Sleeping Beauty (18)

Dir: Julia Leigh
Cast: Emily Browning, Rachael Blake, Ewen Leslie

When an author makes their directorial debut they could be forgiven for erring on the side of caution and taking on a safe project. Thankfully, “safe” has never been Leigh’s forte, and her courage pays dividends here. You could be forgiven for thinking that Sleeping Beauty refers to Charles Perrault’s famous story, and whilst there are several nods to the slumbering heroine, this film owes a lot more to Yasunari Kawabata’s ‘House of the Sleeping Beauties’ than the fairytale.

The film follows Lucy (Browning), a young university student who undertakes many demeaning jobs in order to make money. They range from medical testing, waitressing, office administration to sleeping with rich men for money. Answering an advert in the university newspaper leads her to a meeting with Clara (Blake), gaining her entry into the mysterious erotic world of aged rich men, and eventually into becoming a “sleeping beauty”.

Old men pay to sleep besides young girls (the “sleeping beauties”) that have been narcotised and are naked. As Clara spells out, penetration is not allowed. Leigh alludes to Kawabata’s book throughout the film and whilst the novella focuses on one of the old man, Sleeping Beauty is firmly centred on Lucy.

Much talk before the release was about the exploitation of Browning and the pornographic nature of the film. While Sleeping Beauty is very “European” for an Australian film, and no part of Browning is left unexposed, I found nothing reminiscent of cheap titillation or exploitation here. It is clear from the onset when Lucy swallows a tube as part of a medical experiment, and when she is told to use a lipstick that exactly matches the colour of her labia, that penetration here is as much oral as vaginal.

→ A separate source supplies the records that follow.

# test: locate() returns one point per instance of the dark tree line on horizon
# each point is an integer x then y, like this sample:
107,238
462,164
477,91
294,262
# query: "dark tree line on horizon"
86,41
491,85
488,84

Indeed, Lucy is cold and unemotional and sees no difference between sleeping with men or waitressing to make money. It’s all a form of prostitution. As she states, “my vagina is not a temple”.

The only exception is her relationship with a reclusive alcoholic friend Birdman (Leslie). As the only emotional relationship Lucy has throughout the film, their interaction stands in stark contrast to her closed, frigid demeanour. Her grief at his final moments is at odds with the blithe indifference she wears like armour. Only after he’s gone does she begin to question what she is doing.

Sleeping Beauty is a dark spell-binding fairytale. Whilst the film is slow-paced it never drags, and you will leave the cinema trying to clear your head, as if waking from a dream.